The course developer doesn't usually know in advance what field you will want to work in, and will usually be trying to avoid closing down your future options (unless the course is tightly focused on training a specific work task).
We've learned so many things but nothing is related to the CS or SE.
Beyond any shadow of doubt, logic is the core skill of any programmer.
Since you're studying BSE, I'll use an example that is common to the field of enterprise software (as opposed to e.g. hardware drivers). For reference, this is a fairly common problem and by no means a fringe case.
I have two date ranges (i.e. each range has a start date and an end date). I want to know if they overlap in any way. Please write the code necessary to evaluate if these two ranges overlap.
If you want a problem situation: You're making an application for hotel reservations and you need to make sure that you don't double book a room. No two reservations can exist for the same room on the same day.
There is no way to not use logic to answer the question. Because you need to account for many different situations. An overlap is created if:
- range1 is fully in range2
- or range2 is fully in range1
- or range1 is before but partially overlaps range2
- or range2 is before but partially overlaps range1.

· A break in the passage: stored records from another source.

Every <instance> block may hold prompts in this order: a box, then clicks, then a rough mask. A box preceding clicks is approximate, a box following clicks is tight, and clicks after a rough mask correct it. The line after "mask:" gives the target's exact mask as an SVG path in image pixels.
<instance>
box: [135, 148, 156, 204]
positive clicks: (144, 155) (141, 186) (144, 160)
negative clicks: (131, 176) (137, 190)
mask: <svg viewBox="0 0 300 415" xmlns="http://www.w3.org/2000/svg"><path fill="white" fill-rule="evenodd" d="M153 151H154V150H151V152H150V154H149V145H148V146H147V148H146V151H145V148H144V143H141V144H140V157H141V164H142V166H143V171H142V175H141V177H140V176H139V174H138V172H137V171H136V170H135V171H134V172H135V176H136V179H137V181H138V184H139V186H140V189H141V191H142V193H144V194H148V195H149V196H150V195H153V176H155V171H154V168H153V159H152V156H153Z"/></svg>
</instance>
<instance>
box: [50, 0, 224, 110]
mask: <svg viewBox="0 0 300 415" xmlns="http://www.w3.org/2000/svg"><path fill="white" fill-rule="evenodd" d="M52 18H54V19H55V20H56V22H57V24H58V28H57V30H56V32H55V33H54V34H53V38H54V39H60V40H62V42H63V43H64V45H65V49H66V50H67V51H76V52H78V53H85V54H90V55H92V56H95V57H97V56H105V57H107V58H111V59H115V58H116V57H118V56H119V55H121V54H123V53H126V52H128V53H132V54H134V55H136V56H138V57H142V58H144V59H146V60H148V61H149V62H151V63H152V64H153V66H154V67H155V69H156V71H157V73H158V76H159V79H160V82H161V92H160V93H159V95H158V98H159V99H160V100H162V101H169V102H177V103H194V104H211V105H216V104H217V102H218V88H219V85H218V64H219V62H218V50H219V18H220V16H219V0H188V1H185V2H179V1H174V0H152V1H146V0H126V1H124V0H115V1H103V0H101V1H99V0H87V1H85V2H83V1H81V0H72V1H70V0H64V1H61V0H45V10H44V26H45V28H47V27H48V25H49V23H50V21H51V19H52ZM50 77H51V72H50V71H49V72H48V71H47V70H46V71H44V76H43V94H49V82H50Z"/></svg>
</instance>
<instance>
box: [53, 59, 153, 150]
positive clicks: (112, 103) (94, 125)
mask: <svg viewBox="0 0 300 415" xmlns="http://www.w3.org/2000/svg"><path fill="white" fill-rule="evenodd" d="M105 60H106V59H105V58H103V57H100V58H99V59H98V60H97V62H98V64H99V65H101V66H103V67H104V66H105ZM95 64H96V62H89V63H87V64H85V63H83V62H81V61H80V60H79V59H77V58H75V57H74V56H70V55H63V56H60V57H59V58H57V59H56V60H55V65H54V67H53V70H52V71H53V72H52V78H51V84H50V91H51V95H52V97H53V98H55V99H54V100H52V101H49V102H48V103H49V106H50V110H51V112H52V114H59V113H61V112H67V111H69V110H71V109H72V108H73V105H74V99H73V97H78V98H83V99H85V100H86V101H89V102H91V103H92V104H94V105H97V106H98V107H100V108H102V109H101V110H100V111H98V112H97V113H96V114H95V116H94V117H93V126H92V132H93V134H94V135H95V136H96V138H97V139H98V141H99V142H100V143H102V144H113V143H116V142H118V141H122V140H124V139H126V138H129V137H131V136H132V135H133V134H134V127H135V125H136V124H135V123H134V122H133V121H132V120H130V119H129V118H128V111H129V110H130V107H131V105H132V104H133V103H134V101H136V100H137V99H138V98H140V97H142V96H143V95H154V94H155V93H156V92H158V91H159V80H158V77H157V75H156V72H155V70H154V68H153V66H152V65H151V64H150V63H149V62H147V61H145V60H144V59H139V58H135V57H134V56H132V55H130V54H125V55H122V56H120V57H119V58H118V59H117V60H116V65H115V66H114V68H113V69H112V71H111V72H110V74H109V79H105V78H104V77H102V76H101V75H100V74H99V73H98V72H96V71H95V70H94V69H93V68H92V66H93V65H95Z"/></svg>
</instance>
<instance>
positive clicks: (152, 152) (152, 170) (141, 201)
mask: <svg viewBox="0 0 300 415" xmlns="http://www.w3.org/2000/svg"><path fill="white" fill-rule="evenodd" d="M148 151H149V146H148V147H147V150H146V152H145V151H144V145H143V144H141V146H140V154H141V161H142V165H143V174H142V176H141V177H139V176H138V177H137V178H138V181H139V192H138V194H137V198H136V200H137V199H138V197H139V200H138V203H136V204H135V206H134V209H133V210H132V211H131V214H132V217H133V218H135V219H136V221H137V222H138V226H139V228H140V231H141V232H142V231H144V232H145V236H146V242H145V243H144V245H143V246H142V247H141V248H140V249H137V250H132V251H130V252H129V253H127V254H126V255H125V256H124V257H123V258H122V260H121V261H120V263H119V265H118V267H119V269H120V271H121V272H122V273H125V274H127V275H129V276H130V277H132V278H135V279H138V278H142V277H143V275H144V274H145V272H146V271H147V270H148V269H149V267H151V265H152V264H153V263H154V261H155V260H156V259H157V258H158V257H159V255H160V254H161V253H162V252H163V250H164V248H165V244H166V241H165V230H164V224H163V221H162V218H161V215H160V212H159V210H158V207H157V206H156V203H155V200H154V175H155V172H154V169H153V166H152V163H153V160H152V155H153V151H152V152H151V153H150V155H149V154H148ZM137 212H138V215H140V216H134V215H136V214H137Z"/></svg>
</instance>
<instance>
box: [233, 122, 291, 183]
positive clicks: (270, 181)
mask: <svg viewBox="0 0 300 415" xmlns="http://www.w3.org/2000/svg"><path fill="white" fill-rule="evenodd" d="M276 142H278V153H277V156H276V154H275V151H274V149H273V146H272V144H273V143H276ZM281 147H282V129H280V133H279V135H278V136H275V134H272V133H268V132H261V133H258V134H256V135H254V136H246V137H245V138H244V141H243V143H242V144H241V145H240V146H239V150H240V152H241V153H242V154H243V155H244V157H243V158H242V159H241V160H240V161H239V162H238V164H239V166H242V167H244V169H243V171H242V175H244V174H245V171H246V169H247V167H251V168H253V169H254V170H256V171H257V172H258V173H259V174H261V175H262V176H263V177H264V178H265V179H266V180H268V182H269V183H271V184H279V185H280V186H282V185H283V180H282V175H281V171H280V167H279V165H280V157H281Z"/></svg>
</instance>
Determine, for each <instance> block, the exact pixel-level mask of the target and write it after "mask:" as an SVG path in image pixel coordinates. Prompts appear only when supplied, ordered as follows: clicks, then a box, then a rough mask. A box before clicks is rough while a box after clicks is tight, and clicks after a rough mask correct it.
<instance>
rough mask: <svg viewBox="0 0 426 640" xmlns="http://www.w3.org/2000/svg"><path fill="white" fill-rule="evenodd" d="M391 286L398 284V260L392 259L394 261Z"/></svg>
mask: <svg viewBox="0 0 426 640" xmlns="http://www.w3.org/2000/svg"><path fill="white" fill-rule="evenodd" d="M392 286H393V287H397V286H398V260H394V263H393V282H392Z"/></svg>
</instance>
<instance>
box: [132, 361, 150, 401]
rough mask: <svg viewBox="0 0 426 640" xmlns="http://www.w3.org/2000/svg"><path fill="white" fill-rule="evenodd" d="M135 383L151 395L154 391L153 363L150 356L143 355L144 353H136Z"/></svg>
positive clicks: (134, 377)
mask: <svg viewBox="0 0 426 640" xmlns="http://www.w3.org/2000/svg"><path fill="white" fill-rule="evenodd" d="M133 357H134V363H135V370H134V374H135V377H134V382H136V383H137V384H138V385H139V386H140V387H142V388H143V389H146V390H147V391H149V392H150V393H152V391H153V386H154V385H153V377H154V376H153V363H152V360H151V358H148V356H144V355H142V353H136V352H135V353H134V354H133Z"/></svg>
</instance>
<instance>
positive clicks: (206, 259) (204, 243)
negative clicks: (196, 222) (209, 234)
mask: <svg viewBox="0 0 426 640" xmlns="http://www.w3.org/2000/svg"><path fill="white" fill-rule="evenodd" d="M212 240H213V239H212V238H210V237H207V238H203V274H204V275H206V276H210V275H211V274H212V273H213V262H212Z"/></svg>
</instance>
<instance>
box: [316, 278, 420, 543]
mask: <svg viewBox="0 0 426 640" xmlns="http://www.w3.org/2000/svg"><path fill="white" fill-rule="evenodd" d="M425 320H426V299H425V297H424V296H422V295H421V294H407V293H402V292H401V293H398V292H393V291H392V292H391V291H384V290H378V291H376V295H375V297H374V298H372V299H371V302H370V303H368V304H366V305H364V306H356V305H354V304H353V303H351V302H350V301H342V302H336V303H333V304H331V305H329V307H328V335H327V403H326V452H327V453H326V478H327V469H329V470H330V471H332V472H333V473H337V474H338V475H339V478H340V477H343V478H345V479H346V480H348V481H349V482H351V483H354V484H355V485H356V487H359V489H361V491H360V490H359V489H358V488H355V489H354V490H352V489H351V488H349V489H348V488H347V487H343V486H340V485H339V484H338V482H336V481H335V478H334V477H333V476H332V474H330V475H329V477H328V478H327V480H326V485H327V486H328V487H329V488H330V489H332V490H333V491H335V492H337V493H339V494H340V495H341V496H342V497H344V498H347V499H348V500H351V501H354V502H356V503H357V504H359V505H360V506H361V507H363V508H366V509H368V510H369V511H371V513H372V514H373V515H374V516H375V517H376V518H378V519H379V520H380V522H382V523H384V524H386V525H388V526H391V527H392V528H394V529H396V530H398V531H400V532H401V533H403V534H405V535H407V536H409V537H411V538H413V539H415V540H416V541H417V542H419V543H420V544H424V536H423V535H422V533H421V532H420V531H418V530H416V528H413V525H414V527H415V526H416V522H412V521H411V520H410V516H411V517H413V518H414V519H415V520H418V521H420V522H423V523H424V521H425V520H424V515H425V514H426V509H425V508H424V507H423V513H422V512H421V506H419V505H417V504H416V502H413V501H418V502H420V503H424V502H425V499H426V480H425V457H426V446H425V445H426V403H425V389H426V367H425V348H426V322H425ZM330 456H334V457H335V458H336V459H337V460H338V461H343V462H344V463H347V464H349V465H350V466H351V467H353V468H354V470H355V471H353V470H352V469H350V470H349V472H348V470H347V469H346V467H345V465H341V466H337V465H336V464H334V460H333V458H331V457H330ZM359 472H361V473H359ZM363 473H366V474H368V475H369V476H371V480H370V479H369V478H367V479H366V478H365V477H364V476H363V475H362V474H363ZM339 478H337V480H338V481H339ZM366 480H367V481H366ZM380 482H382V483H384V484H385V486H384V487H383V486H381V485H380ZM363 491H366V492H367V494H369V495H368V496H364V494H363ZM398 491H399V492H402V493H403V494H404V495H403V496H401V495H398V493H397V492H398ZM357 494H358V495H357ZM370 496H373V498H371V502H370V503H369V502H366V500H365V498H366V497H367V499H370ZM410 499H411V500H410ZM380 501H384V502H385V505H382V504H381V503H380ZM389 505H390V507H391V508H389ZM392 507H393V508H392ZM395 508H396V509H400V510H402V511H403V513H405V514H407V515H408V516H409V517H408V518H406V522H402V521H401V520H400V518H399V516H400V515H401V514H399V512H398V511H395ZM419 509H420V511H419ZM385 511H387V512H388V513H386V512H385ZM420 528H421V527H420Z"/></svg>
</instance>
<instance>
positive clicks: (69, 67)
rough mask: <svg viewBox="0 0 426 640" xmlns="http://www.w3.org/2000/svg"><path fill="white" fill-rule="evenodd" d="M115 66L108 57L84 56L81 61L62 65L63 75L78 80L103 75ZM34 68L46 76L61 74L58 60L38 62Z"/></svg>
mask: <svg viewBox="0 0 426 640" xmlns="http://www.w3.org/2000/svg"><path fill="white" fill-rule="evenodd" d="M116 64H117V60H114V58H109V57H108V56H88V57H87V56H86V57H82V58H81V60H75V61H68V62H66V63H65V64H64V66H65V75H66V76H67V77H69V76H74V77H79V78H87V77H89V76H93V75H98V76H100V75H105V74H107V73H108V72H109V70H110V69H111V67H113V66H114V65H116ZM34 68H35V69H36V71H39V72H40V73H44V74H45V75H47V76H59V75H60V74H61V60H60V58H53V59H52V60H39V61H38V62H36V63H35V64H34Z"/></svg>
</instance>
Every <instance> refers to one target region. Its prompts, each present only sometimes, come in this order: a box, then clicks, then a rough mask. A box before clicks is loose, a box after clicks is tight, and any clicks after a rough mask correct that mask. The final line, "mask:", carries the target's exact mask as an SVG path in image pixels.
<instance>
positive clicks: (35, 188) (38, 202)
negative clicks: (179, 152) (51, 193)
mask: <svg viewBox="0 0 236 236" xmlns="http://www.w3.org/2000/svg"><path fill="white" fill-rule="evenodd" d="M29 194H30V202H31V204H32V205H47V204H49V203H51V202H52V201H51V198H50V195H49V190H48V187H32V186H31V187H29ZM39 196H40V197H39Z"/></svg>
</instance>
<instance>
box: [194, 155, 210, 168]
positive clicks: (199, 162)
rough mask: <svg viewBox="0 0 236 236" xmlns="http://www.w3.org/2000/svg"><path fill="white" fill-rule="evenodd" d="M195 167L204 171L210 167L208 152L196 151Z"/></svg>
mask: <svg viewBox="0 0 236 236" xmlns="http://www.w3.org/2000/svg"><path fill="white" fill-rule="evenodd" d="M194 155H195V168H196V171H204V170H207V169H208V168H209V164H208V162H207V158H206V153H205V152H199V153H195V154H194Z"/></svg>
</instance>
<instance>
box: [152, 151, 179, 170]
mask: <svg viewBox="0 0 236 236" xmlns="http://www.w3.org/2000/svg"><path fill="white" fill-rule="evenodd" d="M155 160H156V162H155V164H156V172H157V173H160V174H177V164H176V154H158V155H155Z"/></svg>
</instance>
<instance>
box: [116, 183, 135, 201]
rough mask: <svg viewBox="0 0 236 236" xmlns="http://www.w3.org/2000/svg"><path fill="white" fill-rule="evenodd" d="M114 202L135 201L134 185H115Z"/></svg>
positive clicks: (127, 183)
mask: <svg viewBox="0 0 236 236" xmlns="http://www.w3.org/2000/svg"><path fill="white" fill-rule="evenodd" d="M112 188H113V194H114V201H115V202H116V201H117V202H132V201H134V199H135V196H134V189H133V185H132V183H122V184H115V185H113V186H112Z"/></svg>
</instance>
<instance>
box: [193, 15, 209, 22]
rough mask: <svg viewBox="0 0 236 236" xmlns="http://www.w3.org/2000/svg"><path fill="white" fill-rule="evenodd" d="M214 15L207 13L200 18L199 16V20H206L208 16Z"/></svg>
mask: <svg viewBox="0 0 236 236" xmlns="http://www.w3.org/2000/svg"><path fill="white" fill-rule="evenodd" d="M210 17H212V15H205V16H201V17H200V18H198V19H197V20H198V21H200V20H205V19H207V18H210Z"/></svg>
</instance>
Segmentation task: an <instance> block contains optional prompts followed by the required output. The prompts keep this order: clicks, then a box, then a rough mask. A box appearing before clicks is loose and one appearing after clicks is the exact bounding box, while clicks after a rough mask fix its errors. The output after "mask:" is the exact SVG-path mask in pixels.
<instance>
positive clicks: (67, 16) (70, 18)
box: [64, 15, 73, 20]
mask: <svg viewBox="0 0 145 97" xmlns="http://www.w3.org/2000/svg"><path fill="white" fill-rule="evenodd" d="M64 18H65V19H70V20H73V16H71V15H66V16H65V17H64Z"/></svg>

This is a diagram of all possibilities you need to account for (ignore case 5).
As a coder, you will work out the logic needed for each of the four cases, and then or their results to see if any of them are true. That's the basic approach to checking if one of many conditions is true.
But if you worked it out and knew how to reduce the logic (remove duplicates, negate the logic, or remove things that are invariably proven by an already existing check), you would see that it's much simpler than that:
bool thereIsOverlap = !(range1.end < range2.start || date2.end < range2.start);
And that is a whole lot simpler than fully writing out all of those checks.
It's all about gates and related to Electrical Engineer.
As I mentioned before, logical gates are essential to programming.
The reason you're seeing this in the context of electrical engineering is because that is a very simple context in which to see its practical applicability.
- I want this lamp to turn on while I press the button.
- I want this lamp to turn off when I press the button.
- I want a buzzer to go off when the this button is pressed and another one is not.
Consider electrical engineering as the example scenario, rather than the ultimate goal of the lesson. Because you're not learning about electricity (which is obviously a major part of electrical engineering), you're only learning about logic and how to apply it.
Electrical engineers and programmers both use logical gates, and the principle of understanding them is exactly the same, even if their practical application is for different purposes.
The implementation of any realistic software system is based on electronic elements. Those elements use electricity, generate heat, take up volume, and require propagation time to operate and interconnect.
The more a CS student learns a feel for this physical electronic basis, the less likely they might be to waste time and energy (and thus money) when implementing some software solution. (CO2 emissions and all that for the "politically correct" valuation of a programming solution.)